If it's just a little exercise for you and you don't have efficiency issues, the first two implementations are fine and easy to write.如果这对您来说只是一个小练习,并且您没有效率问题,那么前两个实现很好且易于编写。 Although the one copying the values to a list isn't really a normal iterator, as copying the values is fundamentally not what iteration means.尽管将值复制到列表中并不是真正的普通迭代器,因为复制值从根本上不是迭代的意思。 It's not about the memory, though.不过,这与内存无关。 The recursive generator and the iterative approach take anywhere from O(log n) and O(n) memory as well, but that's organizational data and somewhat necessary to facilitate the iteration.递归生成器和迭代方法也需要 O(log n) 和 O(n) 内存,但这是组织数据,对于促进迭代有些必要。 They're not copying the content data.他们没有复制内容数据。

If it's a BST package for serious use, then I'd find the disadvantages of the first two implementations unacceptable and would use the iterative implementation.如果它是一个认真使用的 BST 包,那么我会发现前两个实现的缺点是不可接受的,并且会使用迭代实现。 More effort to write once, but with advantages and a proper iterator.一次编写更多的努力,但具有优势和适当的迭代器。

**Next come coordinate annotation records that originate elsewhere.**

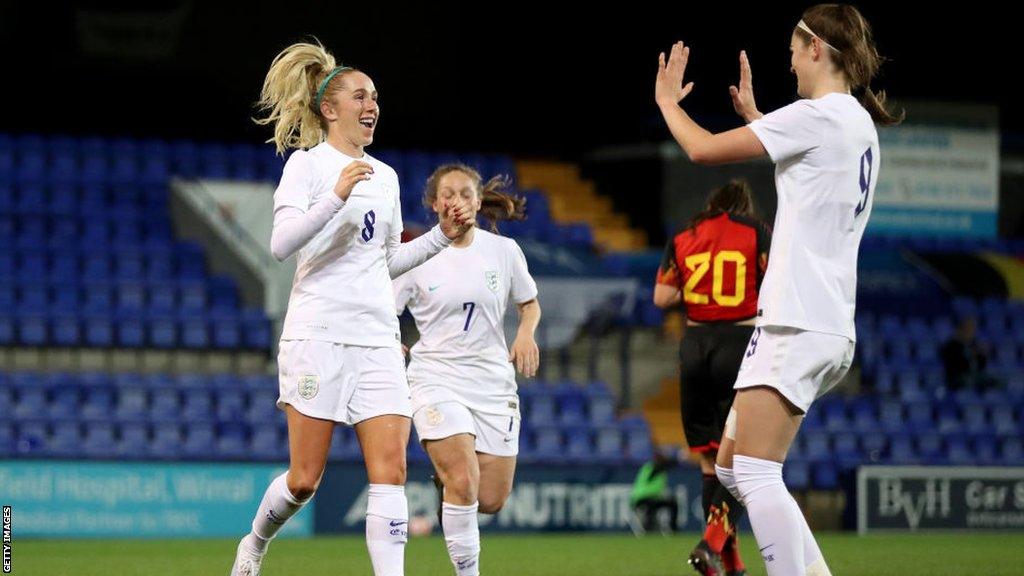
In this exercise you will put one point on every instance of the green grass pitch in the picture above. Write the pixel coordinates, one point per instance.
(535, 554)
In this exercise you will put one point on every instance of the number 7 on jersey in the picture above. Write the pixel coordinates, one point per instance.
(471, 306)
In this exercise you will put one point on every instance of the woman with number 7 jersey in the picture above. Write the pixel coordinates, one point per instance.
(462, 373)
(340, 358)
(825, 151)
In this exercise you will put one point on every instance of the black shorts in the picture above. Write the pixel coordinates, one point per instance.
(710, 358)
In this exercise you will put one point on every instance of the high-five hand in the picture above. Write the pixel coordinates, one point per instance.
(669, 88)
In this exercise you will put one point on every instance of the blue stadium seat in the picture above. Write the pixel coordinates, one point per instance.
(66, 398)
(166, 443)
(230, 404)
(608, 444)
(548, 443)
(134, 441)
(98, 331)
(7, 440)
(225, 331)
(99, 440)
(163, 331)
(232, 441)
(130, 330)
(930, 447)
(579, 444)
(638, 444)
(200, 442)
(33, 439)
(132, 404)
(165, 405)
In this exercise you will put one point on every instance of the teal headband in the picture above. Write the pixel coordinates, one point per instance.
(326, 81)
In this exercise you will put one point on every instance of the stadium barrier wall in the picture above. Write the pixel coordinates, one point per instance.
(915, 498)
(69, 499)
(545, 497)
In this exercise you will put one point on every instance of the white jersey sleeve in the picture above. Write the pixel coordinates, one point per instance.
(295, 222)
(404, 291)
(790, 131)
(523, 286)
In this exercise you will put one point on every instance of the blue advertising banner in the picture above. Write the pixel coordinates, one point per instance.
(113, 499)
(544, 498)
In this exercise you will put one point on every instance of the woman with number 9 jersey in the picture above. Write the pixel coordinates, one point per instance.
(462, 373)
(825, 151)
(714, 268)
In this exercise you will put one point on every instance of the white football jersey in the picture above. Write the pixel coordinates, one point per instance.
(826, 164)
(342, 288)
(459, 299)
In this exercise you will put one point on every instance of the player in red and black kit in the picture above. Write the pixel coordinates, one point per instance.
(714, 270)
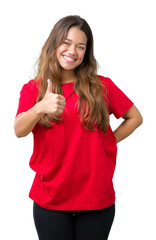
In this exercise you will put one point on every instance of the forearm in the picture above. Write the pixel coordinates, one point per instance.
(25, 122)
(125, 129)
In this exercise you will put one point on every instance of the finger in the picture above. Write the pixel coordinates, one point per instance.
(49, 86)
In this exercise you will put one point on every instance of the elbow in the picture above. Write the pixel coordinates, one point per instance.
(139, 120)
(19, 132)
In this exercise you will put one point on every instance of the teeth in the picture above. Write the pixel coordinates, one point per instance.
(68, 58)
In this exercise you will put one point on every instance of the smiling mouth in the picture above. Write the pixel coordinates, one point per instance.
(68, 59)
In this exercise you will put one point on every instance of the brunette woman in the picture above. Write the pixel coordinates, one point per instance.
(67, 107)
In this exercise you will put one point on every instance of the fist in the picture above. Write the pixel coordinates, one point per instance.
(52, 103)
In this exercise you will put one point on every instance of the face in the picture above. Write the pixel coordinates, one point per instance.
(70, 53)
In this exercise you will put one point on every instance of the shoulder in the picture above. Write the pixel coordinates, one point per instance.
(31, 86)
(105, 81)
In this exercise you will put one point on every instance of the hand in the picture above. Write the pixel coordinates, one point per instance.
(52, 103)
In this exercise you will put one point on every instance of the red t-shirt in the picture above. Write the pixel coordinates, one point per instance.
(74, 166)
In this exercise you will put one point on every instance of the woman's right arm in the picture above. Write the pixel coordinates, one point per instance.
(51, 104)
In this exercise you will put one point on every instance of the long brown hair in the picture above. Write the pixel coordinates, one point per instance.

Btw if the nodes also had a reference to their parent node, I think an iterator could use that to do efficient iteration with O(1) memory.顺便说一句,如果节点也有对其父节点的引用,我认为迭代器可以使用它来使用 O(1) 内存进行高效迭代。 Left as exercise for the reader :-P留给读者练习:-P

Code代码

BST code to play with ( Try it online! ):可使用的 BST 代码( 在线试用! ):

from random import shuffle

class BST:

    def __init__(self, value, left=None, right=None):
        self.value = value
        self.left = left
        self.right = right

    def insert(self, value):
        if value < self.value:
            if self.left:
                self.left.insert(value)
            else:
                self.left = BST(value)
        elif value > self.value:
            if self.right:
                self.right.insert(value)
            else:
                self.right = BST(value)

    def __repr__(self):
        return f'BST({self.value}, {self.left}, {self.right})'

    def __iter__(self):
        yield from self.left or ()
        yield self.value
        yield from self.right or ()

    def __iter__(self):
        values = []
        def collect(node):
            if node:
                collect(node.left)
                values.append(node.value)
                collect(node.right)
        collect(self)
        return iter(values)

    def __iter__(self):
        node = self
        stack = []
        while node or stack:
            while node:
                stack.append(node)
                node = node.left
            node = stack.pop()
            yield node.value
            node = node.right

# Build a random tree
values = list(range(20)) * 2
shuffle(values)
tree = BST(values[0])
for value in values[1:]:
   tree.insert(value)

# Show the tree
print(tree)

# Iterate the tree in sorted order
print(list(tree))

Sample output:示例输出:

BST(1, BST(0, None, None), BST(17, BST(10, BST(6, BST(2, None, BST(4, BST(3, None, None), BST(5, None, None))), BST(9, BST(7, None, BST(8, None, None)), None)), BST(15, BST(11, None, BST(13, BST(12, None, None), BST(14, None, None))), BST(16, None, None))), BST(18, None, BST(19, None, None))))
[0, 1, 2, 3, 4, 5, 6, 7, 8, 9, 10, 11, 12, 13, 14, 15, 16, 17, 18, 19]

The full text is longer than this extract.